The Liberal government needs to resolve the First Nations child welfare case playing out in Federal Court and “not put children through this,” former justice minister Jody Wilson-Raybould says.
Ms. Wilson Raybould, who was the first Indigenous justice minister in Canada, said she is “extremely disappointed” in the Trudeau government’s decision to seek a judicial review of findings by the Canadian Human Rights Tribunal, as well as a stay pending that review.
“We need to, as a country, recognize that Indigenous children have been treated very unfairly," said the independent MP, who was re-elected on Oct. 21 in her Vancouver riding.
"I would have hoped that it wouldn’t have come to this.”
In September, the tribunal said it found sufficient evidence that Canada’s conduct was willful and reckless, and ordered the federal government to provide compensation of up to $40,000 to First Nations children that were unnecessarily taken into care on or after Jan. 1, 2006.

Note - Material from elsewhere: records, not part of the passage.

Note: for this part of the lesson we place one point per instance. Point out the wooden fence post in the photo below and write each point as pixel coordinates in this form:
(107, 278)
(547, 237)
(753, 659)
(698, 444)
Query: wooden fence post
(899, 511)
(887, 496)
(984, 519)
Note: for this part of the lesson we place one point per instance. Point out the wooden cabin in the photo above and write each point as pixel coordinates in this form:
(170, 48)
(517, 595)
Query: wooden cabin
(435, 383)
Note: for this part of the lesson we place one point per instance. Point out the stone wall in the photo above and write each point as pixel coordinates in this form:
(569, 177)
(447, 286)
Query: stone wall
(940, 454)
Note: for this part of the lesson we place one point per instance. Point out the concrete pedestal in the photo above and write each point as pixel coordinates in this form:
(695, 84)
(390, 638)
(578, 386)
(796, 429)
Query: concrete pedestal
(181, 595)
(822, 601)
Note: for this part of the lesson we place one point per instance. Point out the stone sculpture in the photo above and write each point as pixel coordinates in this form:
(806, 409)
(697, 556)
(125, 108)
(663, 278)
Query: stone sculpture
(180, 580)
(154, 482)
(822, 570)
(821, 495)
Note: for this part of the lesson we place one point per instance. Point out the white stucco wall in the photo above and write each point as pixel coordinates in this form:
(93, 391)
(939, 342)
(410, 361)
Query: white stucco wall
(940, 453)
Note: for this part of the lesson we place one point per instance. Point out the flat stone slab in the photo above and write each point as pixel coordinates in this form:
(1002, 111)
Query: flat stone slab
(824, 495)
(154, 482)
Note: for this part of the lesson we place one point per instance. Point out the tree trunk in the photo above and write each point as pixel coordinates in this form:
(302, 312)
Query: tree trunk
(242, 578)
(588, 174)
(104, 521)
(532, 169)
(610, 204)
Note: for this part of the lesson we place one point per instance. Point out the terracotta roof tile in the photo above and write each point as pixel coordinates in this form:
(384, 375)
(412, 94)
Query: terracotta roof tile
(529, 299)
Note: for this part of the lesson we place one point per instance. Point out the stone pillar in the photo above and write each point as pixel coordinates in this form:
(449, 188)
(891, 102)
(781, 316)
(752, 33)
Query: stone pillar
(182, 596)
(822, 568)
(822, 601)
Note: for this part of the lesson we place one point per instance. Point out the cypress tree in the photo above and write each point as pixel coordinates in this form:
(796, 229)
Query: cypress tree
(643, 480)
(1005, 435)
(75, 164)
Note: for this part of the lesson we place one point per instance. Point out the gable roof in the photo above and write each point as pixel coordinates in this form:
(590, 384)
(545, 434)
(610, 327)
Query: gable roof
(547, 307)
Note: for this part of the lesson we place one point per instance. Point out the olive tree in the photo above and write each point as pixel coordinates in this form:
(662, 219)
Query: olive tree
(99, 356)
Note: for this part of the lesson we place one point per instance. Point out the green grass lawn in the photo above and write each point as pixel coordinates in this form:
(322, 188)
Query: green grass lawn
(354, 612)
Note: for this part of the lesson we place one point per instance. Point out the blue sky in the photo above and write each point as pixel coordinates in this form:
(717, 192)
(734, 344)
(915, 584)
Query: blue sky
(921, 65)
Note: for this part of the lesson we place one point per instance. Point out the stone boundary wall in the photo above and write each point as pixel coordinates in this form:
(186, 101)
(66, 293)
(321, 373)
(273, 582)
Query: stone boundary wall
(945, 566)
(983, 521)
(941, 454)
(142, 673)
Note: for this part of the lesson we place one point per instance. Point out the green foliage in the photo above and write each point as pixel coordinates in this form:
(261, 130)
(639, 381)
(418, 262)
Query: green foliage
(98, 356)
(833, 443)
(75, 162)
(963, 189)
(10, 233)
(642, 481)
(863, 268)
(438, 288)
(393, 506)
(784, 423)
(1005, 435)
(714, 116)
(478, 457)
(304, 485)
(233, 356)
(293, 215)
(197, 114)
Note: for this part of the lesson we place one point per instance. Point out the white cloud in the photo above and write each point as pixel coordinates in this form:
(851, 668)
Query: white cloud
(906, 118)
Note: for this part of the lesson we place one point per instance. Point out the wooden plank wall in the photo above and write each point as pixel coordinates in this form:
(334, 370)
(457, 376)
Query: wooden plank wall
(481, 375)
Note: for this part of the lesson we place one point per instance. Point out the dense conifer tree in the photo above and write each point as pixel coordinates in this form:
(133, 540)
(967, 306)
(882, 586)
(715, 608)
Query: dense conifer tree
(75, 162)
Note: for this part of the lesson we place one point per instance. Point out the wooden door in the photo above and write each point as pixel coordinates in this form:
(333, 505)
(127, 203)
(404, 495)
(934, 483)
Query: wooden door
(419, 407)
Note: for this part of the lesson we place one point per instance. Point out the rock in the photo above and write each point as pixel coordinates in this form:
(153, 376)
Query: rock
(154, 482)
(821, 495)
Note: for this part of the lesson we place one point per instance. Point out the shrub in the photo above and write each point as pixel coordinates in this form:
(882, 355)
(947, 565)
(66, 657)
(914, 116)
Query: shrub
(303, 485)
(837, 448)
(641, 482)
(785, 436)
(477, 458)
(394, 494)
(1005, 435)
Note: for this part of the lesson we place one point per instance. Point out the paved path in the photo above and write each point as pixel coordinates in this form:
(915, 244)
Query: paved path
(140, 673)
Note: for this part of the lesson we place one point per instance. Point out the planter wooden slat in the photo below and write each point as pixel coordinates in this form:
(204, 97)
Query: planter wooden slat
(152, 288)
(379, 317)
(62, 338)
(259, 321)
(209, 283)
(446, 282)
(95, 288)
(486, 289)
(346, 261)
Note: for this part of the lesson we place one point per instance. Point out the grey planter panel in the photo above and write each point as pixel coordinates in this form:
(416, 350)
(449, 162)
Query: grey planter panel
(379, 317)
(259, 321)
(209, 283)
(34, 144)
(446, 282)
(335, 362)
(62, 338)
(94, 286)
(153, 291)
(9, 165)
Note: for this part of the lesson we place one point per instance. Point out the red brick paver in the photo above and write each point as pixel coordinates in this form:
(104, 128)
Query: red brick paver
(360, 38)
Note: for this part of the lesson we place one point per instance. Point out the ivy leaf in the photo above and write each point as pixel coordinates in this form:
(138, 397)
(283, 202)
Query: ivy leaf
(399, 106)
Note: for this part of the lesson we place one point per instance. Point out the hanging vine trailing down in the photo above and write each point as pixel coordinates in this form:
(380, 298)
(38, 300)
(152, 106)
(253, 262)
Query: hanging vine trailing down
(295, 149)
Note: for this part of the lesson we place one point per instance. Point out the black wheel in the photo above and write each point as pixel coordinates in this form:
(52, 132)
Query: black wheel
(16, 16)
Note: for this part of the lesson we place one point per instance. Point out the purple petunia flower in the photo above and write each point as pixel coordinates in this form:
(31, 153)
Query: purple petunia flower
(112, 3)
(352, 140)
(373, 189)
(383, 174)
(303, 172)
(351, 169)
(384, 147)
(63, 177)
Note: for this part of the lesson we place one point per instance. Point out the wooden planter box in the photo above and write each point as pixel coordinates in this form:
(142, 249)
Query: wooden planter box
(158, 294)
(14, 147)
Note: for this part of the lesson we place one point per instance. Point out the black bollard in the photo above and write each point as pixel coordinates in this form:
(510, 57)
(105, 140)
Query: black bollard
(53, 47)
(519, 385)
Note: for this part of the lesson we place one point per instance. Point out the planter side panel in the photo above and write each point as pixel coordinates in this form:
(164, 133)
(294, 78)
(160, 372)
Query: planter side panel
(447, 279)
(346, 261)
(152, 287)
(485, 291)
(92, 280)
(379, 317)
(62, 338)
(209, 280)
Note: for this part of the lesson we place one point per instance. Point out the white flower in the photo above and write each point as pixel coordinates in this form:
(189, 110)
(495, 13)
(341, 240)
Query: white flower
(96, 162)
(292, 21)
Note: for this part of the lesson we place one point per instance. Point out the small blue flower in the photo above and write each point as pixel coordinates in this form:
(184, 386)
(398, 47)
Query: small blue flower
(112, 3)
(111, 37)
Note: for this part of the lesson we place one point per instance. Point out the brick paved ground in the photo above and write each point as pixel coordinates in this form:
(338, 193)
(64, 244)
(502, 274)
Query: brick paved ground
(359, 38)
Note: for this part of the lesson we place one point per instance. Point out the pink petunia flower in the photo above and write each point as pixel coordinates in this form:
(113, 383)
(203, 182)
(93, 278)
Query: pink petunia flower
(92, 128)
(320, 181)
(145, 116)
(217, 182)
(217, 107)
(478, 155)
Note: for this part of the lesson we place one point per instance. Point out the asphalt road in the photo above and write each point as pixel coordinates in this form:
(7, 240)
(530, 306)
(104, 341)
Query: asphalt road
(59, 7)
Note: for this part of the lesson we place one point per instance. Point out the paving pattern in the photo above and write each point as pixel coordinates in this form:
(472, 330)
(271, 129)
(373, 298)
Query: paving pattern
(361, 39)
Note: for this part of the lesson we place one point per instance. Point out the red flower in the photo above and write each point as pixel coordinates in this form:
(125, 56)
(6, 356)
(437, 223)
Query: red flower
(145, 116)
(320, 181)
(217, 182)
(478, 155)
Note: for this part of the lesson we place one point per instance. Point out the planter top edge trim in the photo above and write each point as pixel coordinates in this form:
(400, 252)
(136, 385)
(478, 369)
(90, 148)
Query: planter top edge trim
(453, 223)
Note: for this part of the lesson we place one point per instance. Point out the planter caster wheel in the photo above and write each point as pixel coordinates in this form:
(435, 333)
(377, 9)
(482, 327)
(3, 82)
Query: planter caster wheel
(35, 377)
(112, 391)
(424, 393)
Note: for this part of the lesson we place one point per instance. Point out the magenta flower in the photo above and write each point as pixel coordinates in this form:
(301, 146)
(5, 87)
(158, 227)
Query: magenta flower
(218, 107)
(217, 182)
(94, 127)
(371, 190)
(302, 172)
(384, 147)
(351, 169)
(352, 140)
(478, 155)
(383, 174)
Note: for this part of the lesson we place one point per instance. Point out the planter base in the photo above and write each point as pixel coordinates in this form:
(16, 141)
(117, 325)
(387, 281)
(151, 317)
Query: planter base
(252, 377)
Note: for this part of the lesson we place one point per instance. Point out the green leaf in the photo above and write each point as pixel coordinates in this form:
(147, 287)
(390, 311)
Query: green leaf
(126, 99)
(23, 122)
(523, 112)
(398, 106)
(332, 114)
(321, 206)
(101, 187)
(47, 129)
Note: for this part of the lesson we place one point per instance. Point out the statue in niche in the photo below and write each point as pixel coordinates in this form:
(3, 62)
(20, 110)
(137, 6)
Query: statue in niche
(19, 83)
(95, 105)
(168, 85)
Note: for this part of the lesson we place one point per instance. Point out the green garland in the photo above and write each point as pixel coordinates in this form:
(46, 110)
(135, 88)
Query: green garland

It also said its findings applied to parents or grandparents and children denied essential services.
Satisfying the entire order from the tribunal could cost $5-billion to $6-billion if the compensation was paid out by 2020, assistant deputy minister of Indigenous services Sony Perron said in an affidavit this fall.
At a hearing on the request for a stay on Monday, Justice Department chief general counsel Robert Frater told Federal Court Justice Paul Favel that the tribunal’s decision is wrong in law.
Canada is committed to remedying injustice of the past, but the government wants to find a more inclusive compensation process, Mr. Frater told the court.
Justice Favel reserved making a decision on the stay request on Tuesday.
Outside the courtroom, Indigenous Services Minister Marc Miller and Justice Minister David Lametti announced Monday that the government plans to work with the plaintiffs’ counsel in a separate Indigenous child welfare lawsuit to have it certified as a class action.
Canada continues to “fully implement all other orders from the tribunal,” the ministers said in a statement, noting steps it has taken including the reform of funding approaches in First Nations child and family services.
Ms. Wilson-Raybould, who resigned from Prime Minister Justin Trudeau’s cabinet this year over the handling of the SNC-Lavalin affair and was later ousted from the Liberal fold, said Thursday that the government’s response to the tribunal decision does not help in building trust necessary for reconciliation.
In its September findings, the tribunal gave the parties in the case until Dec. 10 to discuss a plan to distribute compensation, but it agreed Wednesday to push this date back to Jan. 29 after the Attorney-General’s Office requested an extension.
The tribunal said it was disappointed the office did not request an extension of the December date in September or October, adding it felt “cornered."
The government needs to get away from having courts or tribunals take leadership roles in the case, Ms. Wilson-Raybould said, adding there is a reason she issued a directive as attorney-general on civil litigation involving Indigenous peoples.
“Litigation is by its nature an adversarial process, and it cannot be the primary forum for achieving reconciliation and the renewal of the Crown-Indigenous relationship,” the directive said. “This is why a core theme of this directive is to advance an approach to litigation that promotes resolution and settlement.”
There has always been an option to settle the First Nations child welfare case, Ms. Wilson-Raybould added, saying the parties could have sat down and reached an agreement by now.
“There’s been ample time to do it and to recognize that we are talking about kids."